The Compact deliberately avoided incorporating allocations for Native American Tribes, who remain largely cut out of decisions about Colorado River management and in too many cases have not yet gained access to their water. This seems particularly egregious given that the Supreme Court ruled on the basis for determining Tribal water rights in 1908. Winters v. United States holds that Tribes could have an implied right to water based on the terms of their reservation, with seniority based on the Treaty date establishing the reservation. Today, the 30 federally recognized Tribes in the Colorado River Basin have secured rights to as much as 20% of all Colorado River water in the Basin. However, more than a third of the Basin’s Tribes have yet to settle their Colorado River water rights.  Moreover, even those with settled rights still lack sufficient infrastructure to access their water rights in a meaningful way, and all the Tribes still lack a formal seat at the table where Colorado River management decisions are made.

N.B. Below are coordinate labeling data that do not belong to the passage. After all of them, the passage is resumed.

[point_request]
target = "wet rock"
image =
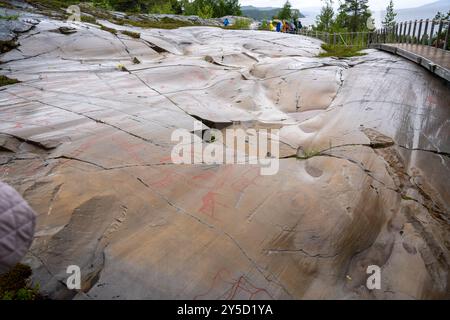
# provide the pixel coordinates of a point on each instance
(90, 147)
(67, 30)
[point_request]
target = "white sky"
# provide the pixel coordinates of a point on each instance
(302, 4)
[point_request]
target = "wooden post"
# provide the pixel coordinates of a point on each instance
(425, 32)
(441, 23)
(400, 34)
(420, 32)
(446, 36)
(409, 32)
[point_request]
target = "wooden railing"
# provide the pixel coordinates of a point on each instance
(425, 32)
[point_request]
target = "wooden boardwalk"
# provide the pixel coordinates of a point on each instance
(434, 59)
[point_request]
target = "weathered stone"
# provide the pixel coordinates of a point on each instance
(89, 147)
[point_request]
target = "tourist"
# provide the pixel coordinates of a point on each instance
(279, 26)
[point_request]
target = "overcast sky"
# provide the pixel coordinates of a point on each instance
(374, 4)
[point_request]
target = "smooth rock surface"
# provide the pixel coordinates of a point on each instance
(89, 147)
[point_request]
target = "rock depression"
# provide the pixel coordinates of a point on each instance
(363, 179)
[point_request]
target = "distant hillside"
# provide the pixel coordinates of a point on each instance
(258, 13)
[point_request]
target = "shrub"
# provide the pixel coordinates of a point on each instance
(341, 51)
(240, 24)
(4, 81)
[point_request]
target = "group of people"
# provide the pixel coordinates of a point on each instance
(285, 26)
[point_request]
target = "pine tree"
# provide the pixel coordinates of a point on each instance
(354, 15)
(389, 19)
(324, 20)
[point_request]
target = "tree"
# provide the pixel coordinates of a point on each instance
(324, 20)
(286, 12)
(212, 8)
(389, 19)
(354, 14)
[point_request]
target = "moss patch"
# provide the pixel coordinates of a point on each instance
(9, 18)
(14, 284)
(341, 51)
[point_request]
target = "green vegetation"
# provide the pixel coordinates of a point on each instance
(88, 19)
(389, 19)
(264, 26)
(341, 51)
(9, 18)
(131, 34)
(212, 8)
(111, 30)
(14, 284)
(5, 81)
(240, 24)
(352, 16)
(6, 4)
(324, 21)
(202, 8)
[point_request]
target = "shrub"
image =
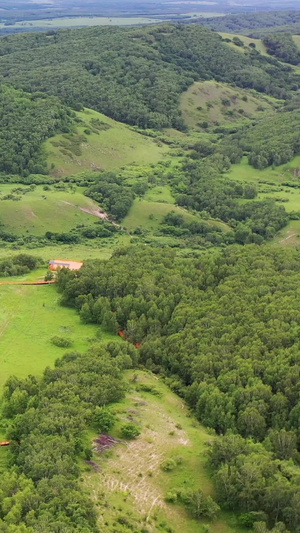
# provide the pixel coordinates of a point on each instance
(61, 342)
(104, 419)
(171, 497)
(130, 431)
(168, 465)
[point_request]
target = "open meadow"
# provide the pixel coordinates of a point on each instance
(30, 316)
(131, 485)
(100, 143)
(43, 209)
(212, 103)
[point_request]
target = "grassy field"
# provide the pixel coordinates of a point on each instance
(218, 103)
(39, 211)
(108, 146)
(269, 184)
(149, 214)
(259, 45)
(29, 317)
(131, 483)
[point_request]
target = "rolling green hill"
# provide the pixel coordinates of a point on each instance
(213, 104)
(99, 143)
(39, 210)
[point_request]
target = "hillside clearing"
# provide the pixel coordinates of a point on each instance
(259, 45)
(40, 210)
(130, 482)
(218, 103)
(29, 317)
(100, 143)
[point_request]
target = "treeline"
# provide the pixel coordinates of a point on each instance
(224, 331)
(18, 265)
(245, 22)
(48, 417)
(134, 75)
(272, 141)
(27, 120)
(112, 193)
(201, 185)
(282, 46)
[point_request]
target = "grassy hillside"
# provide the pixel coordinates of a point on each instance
(217, 103)
(132, 75)
(259, 45)
(130, 483)
(41, 210)
(282, 184)
(99, 143)
(30, 316)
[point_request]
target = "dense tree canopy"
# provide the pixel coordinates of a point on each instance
(48, 417)
(26, 122)
(132, 75)
(224, 330)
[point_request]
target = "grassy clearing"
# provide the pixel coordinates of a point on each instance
(296, 39)
(267, 176)
(29, 317)
(39, 211)
(218, 103)
(131, 483)
(289, 237)
(149, 214)
(269, 184)
(259, 45)
(76, 252)
(109, 145)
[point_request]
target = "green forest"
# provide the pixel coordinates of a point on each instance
(187, 303)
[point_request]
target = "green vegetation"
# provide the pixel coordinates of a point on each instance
(26, 122)
(133, 75)
(253, 23)
(47, 417)
(282, 46)
(210, 104)
(141, 496)
(182, 330)
(37, 210)
(99, 143)
(197, 152)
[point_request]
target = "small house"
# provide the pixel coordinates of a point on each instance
(56, 264)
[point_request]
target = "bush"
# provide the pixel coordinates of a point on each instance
(130, 431)
(61, 342)
(168, 465)
(104, 419)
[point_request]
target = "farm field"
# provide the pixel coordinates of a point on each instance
(39, 210)
(108, 145)
(218, 103)
(30, 316)
(131, 483)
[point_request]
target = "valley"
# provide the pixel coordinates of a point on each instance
(156, 388)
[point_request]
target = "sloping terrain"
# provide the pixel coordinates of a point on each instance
(100, 143)
(130, 484)
(210, 104)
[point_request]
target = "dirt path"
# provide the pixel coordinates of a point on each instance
(96, 212)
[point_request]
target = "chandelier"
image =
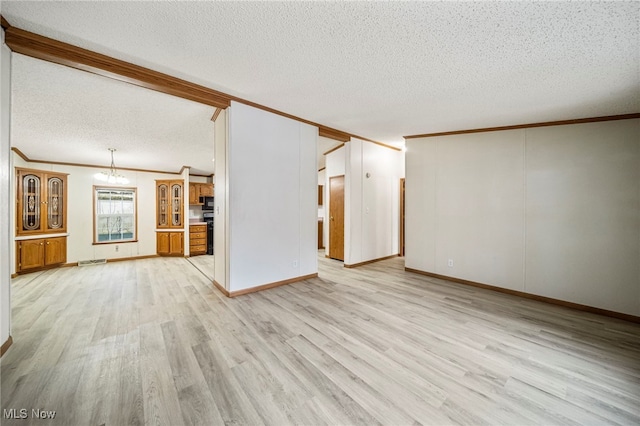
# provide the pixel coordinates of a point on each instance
(111, 176)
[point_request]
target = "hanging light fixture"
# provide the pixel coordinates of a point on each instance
(111, 176)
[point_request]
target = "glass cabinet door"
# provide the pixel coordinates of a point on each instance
(31, 202)
(55, 203)
(163, 205)
(176, 205)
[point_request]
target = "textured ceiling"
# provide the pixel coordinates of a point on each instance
(377, 69)
(62, 114)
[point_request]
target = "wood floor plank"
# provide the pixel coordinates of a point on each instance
(153, 342)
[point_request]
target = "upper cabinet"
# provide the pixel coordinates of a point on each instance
(169, 204)
(197, 190)
(41, 202)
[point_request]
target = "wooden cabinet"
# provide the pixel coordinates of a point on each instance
(40, 253)
(169, 204)
(197, 239)
(41, 202)
(197, 190)
(170, 215)
(170, 243)
(206, 190)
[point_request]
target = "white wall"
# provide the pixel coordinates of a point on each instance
(272, 198)
(372, 204)
(80, 182)
(322, 177)
(5, 192)
(335, 165)
(372, 201)
(221, 217)
(551, 211)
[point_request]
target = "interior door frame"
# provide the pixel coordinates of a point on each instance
(331, 221)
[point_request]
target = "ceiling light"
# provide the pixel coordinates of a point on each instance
(111, 176)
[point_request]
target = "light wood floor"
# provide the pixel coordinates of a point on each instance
(151, 342)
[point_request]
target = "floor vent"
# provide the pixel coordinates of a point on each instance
(92, 262)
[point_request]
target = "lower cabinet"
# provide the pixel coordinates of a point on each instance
(170, 243)
(40, 253)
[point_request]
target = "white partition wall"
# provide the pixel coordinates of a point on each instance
(221, 212)
(5, 191)
(272, 211)
(550, 211)
(372, 201)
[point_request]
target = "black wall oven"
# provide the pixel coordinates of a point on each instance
(207, 203)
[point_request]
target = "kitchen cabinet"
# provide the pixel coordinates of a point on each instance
(169, 204)
(170, 243)
(41, 205)
(170, 216)
(40, 253)
(197, 190)
(197, 239)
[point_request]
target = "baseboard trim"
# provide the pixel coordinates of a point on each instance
(550, 300)
(6, 345)
(122, 259)
(263, 287)
(67, 265)
(355, 265)
(221, 288)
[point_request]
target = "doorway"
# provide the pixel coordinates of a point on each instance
(336, 217)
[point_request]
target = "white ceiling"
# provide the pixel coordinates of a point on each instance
(377, 69)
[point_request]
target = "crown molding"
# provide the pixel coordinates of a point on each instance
(4, 23)
(335, 148)
(51, 50)
(530, 125)
(99, 166)
(48, 49)
(216, 114)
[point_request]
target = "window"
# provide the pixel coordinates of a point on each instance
(115, 215)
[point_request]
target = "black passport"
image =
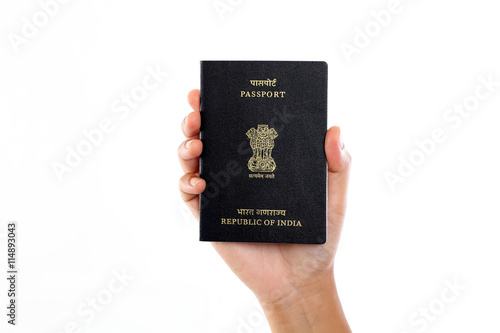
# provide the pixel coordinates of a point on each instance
(263, 126)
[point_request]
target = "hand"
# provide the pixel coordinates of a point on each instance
(293, 282)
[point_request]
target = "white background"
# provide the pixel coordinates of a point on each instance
(119, 209)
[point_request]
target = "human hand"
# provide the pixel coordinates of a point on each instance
(293, 282)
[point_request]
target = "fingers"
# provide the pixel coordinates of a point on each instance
(339, 164)
(191, 125)
(194, 99)
(192, 122)
(191, 185)
(189, 152)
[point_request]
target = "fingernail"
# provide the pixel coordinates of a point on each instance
(194, 181)
(341, 142)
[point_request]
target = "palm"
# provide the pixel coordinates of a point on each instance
(271, 269)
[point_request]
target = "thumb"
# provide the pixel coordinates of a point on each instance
(339, 164)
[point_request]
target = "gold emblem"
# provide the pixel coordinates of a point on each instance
(262, 144)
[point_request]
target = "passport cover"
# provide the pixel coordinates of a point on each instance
(263, 126)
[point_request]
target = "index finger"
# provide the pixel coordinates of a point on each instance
(192, 122)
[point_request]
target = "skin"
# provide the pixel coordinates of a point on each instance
(294, 283)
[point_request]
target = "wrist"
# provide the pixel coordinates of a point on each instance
(312, 306)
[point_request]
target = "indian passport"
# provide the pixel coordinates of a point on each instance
(263, 126)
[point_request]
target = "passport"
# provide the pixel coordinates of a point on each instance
(263, 127)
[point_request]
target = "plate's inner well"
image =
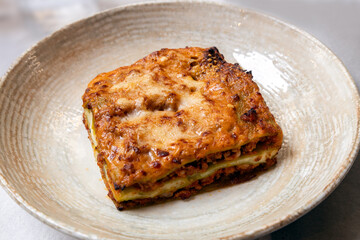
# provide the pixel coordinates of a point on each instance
(48, 163)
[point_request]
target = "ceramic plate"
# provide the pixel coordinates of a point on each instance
(46, 161)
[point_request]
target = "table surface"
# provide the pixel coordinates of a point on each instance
(335, 23)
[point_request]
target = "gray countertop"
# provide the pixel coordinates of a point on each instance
(335, 23)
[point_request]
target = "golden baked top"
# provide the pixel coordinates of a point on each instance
(173, 107)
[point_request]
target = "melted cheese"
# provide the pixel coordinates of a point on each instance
(174, 184)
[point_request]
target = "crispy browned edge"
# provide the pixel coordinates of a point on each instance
(222, 177)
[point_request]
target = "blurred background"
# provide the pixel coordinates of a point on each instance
(336, 23)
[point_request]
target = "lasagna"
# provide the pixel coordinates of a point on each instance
(176, 121)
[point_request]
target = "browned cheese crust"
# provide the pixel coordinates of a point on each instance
(171, 108)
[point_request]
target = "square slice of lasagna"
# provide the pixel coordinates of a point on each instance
(174, 122)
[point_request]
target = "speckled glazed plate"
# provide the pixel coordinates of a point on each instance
(46, 161)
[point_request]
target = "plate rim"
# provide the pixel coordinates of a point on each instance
(258, 232)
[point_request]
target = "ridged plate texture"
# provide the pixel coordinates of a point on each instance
(47, 164)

The Compact did not recognize and does not acknowledge nature’s water needs. Nowhere in the Compact is there language recognizing the value of water to natural systems as well as the legions of birds, fish, and other wildlife that depend on freshwater-dependent ecosystems. That failure underpins a century of devastating losses. Several programs have been established under the 1973 Endangered Species Act, but too many of the Colorado Basin’s rivers remain unhealthy and at risk. Dozens of species of Colorado River fish and wildlife are listed as threatened or endangered, and the Colorado River Delta, a lush ecosystem of 1.5 million acres, was allowed to dry up and disappear in the middle of the 20th century. The U.S. Bureau of Reclamation has raised the prospect that within the next year or two, it may become impossible to pass water through the Glen Canyon Dam, effectively eliminating the Colorado River surface flows from the Grand Canyon. The Compact’s promise of water for development depends on healthy rivers, and the region’s economies are dependent on the sustainability of natural systems. Yet, in its application, the Compact has allowed harm to the Colorado River and its tributaries, every living thing that depends on them, and all of us who value it for recreational, cultural, and spiritual reasons.

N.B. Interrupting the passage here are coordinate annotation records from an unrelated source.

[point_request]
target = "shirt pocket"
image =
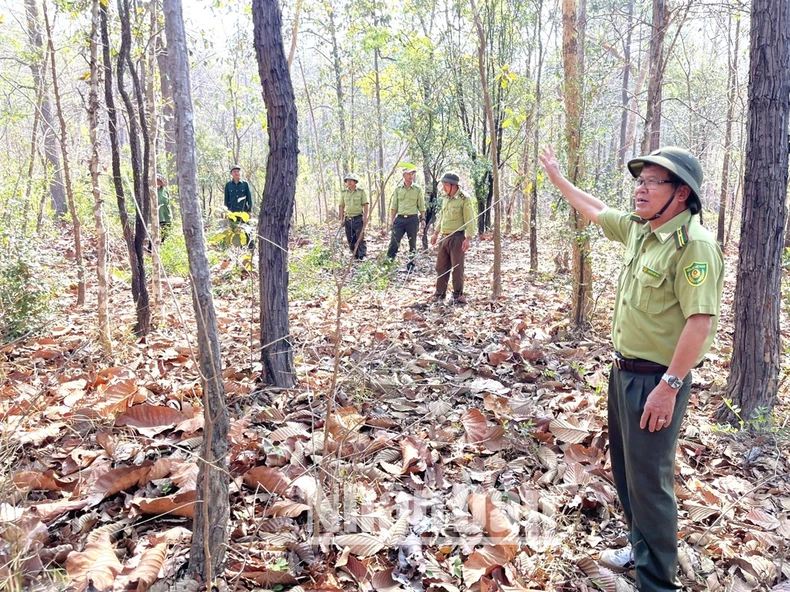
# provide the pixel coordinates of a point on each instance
(652, 290)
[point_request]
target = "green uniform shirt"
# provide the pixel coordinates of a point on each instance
(163, 204)
(353, 201)
(238, 197)
(668, 275)
(408, 202)
(457, 213)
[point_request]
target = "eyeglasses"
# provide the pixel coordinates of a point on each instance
(649, 184)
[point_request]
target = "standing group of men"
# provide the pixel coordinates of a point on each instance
(665, 317)
(455, 225)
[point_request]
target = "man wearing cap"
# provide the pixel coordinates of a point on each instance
(456, 225)
(354, 215)
(237, 192)
(665, 317)
(163, 206)
(407, 209)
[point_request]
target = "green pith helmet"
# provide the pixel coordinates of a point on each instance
(678, 161)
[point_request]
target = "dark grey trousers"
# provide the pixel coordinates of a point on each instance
(643, 465)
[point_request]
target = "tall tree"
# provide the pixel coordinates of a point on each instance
(64, 150)
(652, 136)
(279, 192)
(732, 86)
(133, 246)
(56, 186)
(496, 287)
(210, 525)
(573, 27)
(98, 199)
(757, 343)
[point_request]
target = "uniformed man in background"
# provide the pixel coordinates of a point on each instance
(407, 210)
(665, 317)
(456, 226)
(354, 215)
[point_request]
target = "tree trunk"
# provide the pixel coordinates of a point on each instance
(98, 200)
(652, 137)
(533, 194)
(64, 149)
(212, 509)
(573, 26)
(150, 99)
(278, 193)
(168, 119)
(496, 284)
(139, 289)
(757, 344)
(56, 187)
(143, 325)
(732, 83)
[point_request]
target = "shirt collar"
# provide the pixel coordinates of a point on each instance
(670, 227)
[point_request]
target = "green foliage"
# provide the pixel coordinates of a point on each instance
(25, 291)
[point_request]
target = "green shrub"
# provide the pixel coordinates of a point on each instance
(25, 293)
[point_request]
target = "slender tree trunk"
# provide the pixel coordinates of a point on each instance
(278, 193)
(533, 196)
(757, 343)
(56, 186)
(143, 325)
(168, 119)
(64, 148)
(652, 137)
(496, 285)
(33, 145)
(210, 525)
(732, 73)
(139, 290)
(150, 99)
(98, 200)
(573, 62)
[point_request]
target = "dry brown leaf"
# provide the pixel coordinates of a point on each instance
(147, 571)
(270, 479)
(96, 566)
(361, 544)
(475, 425)
(568, 431)
(285, 508)
(180, 504)
(150, 416)
(121, 478)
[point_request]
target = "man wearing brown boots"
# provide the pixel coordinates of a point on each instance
(456, 225)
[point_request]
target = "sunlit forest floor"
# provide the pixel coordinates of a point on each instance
(466, 448)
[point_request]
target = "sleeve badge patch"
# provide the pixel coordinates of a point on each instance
(696, 273)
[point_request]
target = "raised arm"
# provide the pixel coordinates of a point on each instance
(589, 206)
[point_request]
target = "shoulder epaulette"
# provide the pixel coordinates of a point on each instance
(681, 237)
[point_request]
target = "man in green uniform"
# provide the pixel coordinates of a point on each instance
(456, 225)
(407, 209)
(354, 216)
(237, 192)
(665, 317)
(163, 205)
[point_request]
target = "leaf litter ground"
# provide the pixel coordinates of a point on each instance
(466, 449)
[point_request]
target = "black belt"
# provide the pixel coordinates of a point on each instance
(637, 365)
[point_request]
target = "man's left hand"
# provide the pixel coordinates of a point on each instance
(659, 407)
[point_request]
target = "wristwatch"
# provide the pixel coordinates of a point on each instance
(673, 381)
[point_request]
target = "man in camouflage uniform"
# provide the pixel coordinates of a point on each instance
(665, 318)
(354, 215)
(407, 210)
(456, 225)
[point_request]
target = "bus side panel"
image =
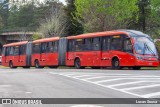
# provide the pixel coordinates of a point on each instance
(35, 57)
(70, 58)
(125, 59)
(4, 57)
(62, 49)
(52, 59)
(28, 54)
(86, 58)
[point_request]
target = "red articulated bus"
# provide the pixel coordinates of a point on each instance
(15, 55)
(45, 52)
(116, 49)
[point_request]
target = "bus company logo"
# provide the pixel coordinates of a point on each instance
(6, 101)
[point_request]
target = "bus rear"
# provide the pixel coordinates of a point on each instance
(145, 51)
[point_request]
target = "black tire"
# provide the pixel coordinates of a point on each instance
(115, 64)
(36, 63)
(96, 67)
(26, 67)
(77, 64)
(136, 68)
(11, 65)
(53, 66)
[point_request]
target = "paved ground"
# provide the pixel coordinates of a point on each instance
(84, 83)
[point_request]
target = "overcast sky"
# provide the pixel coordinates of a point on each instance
(63, 1)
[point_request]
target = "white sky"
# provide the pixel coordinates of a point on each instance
(63, 1)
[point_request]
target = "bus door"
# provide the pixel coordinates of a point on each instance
(70, 56)
(52, 53)
(128, 58)
(43, 55)
(96, 51)
(16, 57)
(22, 55)
(4, 56)
(105, 57)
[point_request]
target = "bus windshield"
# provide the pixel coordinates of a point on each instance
(144, 45)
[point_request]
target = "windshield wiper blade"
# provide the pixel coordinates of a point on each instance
(149, 49)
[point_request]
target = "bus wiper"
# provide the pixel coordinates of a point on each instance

The looming water crisis in the Colorado River Basin calls for urgent management adjustments and adaptations to meet the challenges of today. As the Colorado River Basin States consider how they will share the diminishing water supply, they should at the same time be rectifying the Compact’s mistakes, oversights, and omissions. Audubon will continue to advocate for management that provides improved reliability of water for the 40 million people who depend on it, increased benefits for Native American Tribes from their water rights, and sustainable habitat for the hundreds of species of birds and wildlife that call it home. The Colorado River Basin States need to prove this can be done through adaptation within the framework of the Colorado River Compact and the Law of the River. If they instead use the Compact and other venerable laws to argue these outcomes are not possible, they will be proving the legal framework will need more than adjustment—it will need complete reform.